Synthesis and Characterization of Vanadium-Substituted Mesoporous Molecular Sieves

Abstract

First-row transition metal containing silicalite zeolites are important oxidation catalysts. Special attention has been devoted to develop new systems with an uniform pore size distribution which would allow large molecules to reach the active sites inside the structure. In the present paper, a series of vanadium-containing mesoporous molecular sieves of the MCM-41 type have been synthesized, systematically varying the pore size and metal loading. The uniform mesoporous structure was confirmed by X-ray diffraction and physisorption.
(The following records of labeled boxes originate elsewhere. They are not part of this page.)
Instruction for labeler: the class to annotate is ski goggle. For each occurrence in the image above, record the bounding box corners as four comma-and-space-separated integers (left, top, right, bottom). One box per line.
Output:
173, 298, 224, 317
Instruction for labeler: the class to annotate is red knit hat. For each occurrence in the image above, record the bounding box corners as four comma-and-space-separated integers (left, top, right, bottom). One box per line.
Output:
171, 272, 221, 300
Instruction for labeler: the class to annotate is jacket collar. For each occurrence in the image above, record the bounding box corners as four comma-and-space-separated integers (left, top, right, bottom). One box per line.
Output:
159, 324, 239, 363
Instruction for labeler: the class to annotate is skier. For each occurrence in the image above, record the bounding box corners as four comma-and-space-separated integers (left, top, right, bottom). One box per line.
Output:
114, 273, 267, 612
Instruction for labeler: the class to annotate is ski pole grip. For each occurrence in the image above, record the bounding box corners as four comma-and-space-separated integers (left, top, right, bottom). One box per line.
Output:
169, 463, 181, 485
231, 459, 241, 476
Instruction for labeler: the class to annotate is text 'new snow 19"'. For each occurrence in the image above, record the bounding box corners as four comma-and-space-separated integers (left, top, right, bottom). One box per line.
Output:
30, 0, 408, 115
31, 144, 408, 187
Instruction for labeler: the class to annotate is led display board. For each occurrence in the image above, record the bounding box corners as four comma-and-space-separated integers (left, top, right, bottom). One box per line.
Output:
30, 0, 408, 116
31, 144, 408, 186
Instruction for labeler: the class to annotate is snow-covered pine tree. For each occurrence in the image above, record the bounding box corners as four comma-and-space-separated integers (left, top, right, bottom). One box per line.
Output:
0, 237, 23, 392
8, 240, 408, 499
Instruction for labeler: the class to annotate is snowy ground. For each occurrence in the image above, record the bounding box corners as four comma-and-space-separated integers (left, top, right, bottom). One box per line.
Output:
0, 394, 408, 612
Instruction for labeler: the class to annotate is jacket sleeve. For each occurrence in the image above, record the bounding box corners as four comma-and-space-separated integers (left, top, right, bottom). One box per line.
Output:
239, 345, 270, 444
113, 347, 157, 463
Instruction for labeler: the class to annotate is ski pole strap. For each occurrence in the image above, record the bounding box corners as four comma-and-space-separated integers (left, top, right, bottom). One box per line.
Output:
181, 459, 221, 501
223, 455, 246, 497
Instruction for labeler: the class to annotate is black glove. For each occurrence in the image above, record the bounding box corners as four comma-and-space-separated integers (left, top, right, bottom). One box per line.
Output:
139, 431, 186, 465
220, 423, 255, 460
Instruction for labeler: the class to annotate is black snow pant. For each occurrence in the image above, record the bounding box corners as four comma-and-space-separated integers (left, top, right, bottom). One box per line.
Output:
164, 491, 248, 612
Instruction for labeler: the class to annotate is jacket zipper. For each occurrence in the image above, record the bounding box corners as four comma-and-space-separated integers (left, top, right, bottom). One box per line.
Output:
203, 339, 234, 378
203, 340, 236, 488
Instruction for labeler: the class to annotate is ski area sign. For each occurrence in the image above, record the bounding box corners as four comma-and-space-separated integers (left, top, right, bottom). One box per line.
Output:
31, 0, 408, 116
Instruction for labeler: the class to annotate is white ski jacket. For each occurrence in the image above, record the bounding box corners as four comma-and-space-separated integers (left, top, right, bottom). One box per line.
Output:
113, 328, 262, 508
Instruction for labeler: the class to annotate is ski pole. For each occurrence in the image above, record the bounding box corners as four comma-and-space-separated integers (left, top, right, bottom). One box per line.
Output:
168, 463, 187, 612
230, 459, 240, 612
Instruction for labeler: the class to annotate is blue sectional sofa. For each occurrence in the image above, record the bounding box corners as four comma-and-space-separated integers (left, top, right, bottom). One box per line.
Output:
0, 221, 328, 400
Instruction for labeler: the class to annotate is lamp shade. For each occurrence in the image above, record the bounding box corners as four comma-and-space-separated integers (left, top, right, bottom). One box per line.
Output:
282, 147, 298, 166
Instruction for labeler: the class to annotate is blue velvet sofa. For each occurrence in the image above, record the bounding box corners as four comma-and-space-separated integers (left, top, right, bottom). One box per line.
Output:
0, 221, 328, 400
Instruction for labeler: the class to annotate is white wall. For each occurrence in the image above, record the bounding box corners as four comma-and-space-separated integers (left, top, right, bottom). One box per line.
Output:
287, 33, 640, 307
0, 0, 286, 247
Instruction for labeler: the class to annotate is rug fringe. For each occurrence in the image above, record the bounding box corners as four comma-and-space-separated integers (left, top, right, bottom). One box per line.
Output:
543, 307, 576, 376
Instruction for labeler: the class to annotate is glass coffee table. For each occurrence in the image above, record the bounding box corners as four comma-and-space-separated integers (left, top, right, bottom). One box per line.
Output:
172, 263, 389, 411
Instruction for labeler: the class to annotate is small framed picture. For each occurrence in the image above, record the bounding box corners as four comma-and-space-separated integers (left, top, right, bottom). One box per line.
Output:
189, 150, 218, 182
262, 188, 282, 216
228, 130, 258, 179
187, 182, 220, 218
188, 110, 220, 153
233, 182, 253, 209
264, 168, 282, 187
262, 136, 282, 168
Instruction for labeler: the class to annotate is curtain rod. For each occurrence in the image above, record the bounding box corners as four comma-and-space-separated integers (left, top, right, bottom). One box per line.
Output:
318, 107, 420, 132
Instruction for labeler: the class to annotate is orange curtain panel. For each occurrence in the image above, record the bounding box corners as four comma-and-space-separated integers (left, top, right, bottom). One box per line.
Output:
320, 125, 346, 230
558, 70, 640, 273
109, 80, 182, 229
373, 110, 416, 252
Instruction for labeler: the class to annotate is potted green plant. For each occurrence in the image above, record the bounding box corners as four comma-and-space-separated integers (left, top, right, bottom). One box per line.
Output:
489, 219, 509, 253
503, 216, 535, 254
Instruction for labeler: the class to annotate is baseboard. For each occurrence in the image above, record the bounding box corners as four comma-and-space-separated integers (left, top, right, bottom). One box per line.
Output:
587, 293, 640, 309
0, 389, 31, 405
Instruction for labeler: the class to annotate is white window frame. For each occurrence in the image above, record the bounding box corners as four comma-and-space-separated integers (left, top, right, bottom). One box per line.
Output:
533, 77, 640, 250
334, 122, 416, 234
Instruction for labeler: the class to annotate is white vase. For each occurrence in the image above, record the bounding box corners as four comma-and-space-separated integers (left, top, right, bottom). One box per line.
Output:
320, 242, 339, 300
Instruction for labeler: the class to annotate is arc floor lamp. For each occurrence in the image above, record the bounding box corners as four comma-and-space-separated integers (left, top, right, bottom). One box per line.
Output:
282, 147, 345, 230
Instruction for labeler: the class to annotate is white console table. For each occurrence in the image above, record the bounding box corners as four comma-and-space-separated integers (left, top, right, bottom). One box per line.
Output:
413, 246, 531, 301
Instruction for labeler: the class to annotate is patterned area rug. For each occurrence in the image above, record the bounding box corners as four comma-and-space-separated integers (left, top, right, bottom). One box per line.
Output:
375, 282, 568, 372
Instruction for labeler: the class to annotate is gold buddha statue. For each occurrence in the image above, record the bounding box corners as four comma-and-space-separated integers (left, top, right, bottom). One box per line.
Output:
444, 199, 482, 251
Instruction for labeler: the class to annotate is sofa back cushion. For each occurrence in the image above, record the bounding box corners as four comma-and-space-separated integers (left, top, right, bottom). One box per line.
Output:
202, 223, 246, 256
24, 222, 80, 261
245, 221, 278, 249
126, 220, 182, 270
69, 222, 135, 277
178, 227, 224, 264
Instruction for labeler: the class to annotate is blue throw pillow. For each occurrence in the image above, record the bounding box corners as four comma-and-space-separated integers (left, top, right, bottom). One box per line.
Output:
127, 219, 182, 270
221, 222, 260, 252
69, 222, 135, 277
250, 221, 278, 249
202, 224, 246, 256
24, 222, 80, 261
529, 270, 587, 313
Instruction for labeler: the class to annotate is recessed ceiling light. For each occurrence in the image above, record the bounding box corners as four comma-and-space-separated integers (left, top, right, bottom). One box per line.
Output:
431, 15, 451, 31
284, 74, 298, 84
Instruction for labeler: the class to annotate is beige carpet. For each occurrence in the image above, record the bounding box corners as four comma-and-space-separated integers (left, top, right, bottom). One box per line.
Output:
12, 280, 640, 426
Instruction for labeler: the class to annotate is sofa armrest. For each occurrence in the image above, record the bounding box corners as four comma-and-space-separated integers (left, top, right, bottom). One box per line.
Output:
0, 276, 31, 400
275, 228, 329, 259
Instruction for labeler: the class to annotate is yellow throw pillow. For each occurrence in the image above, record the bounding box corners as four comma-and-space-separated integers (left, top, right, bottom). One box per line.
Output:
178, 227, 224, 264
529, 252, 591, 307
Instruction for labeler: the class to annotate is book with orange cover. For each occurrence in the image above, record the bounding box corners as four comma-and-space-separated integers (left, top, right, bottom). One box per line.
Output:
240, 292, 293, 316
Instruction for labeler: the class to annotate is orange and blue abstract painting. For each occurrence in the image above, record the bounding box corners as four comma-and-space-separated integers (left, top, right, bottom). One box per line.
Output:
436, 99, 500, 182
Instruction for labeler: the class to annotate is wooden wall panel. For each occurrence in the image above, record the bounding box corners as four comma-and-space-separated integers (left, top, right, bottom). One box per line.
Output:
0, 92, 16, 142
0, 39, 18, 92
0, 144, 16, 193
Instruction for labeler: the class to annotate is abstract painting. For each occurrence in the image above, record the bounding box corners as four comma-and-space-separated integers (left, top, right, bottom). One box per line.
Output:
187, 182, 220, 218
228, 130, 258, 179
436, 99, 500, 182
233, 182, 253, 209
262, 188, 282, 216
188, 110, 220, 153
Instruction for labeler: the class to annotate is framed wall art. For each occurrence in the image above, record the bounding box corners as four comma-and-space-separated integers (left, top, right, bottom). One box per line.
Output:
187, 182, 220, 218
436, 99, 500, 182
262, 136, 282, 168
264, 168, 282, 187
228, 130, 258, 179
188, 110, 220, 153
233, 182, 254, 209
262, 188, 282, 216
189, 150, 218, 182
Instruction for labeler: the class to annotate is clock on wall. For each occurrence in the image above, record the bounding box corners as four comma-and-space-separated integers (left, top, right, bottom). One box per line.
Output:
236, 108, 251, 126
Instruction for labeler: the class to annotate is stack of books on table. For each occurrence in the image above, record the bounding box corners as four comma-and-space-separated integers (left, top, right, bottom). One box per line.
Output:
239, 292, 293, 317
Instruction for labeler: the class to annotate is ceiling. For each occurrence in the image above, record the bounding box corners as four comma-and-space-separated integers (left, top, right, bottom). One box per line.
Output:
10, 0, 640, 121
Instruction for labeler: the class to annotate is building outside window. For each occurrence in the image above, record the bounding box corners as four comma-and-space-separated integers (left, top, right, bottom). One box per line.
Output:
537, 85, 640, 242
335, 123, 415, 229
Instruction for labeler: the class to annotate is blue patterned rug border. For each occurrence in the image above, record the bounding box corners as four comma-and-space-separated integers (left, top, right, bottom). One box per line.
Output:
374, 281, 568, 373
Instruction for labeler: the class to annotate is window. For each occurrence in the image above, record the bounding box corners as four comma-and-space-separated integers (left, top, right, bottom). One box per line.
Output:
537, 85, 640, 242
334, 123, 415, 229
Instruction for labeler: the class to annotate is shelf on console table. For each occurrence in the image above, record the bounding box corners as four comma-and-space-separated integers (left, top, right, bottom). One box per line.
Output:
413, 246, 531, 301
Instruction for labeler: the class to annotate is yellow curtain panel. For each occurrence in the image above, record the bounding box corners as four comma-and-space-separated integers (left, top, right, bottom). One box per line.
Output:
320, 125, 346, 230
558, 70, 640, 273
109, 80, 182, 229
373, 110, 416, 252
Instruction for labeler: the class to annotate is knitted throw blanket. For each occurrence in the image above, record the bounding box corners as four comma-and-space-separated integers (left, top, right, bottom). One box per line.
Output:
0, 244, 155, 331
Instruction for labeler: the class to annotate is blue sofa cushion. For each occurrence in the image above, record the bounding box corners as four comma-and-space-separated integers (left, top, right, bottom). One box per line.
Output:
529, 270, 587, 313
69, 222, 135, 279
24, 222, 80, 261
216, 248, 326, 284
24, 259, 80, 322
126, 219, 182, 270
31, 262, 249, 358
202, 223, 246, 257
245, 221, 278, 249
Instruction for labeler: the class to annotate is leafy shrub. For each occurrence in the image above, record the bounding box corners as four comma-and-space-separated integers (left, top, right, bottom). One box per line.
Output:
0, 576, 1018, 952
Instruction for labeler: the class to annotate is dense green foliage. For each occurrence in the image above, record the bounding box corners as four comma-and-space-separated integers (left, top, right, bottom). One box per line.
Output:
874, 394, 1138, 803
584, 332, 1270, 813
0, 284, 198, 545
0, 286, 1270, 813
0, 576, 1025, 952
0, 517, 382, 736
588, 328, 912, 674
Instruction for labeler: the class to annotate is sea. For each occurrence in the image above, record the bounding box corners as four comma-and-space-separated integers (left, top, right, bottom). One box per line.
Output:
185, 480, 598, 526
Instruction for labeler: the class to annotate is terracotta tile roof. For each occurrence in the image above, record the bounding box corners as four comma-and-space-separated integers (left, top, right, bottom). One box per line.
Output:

To obtain information on the local structure of incorporated vanadium, a series of vanadium model compounds with well-defined local symmetry were characterized, together with V−MCM-41, by UV Raman, DR UV−visible, 51V solid-state NMR, and X-ray absorption spectroscopies. The UV−visible absorption edge energy may be correlated with the domain size (local symmetry) represented by the average bond length. On the basis of this principle and NMR and XANES results, it is deduced that the vanadium is incorporated into the framework of hydrated and dehydrated samples, mostly occupying isolated tetrahedral sites. A small portion of octahedral sites involving water coordination are observed in hydrated samples with large pore size. On the basis of these results, XAFS analysis provides quantitative information on localization of vanadium and agrees with the other results. A model of possible local structure of V5+ centers is proposed.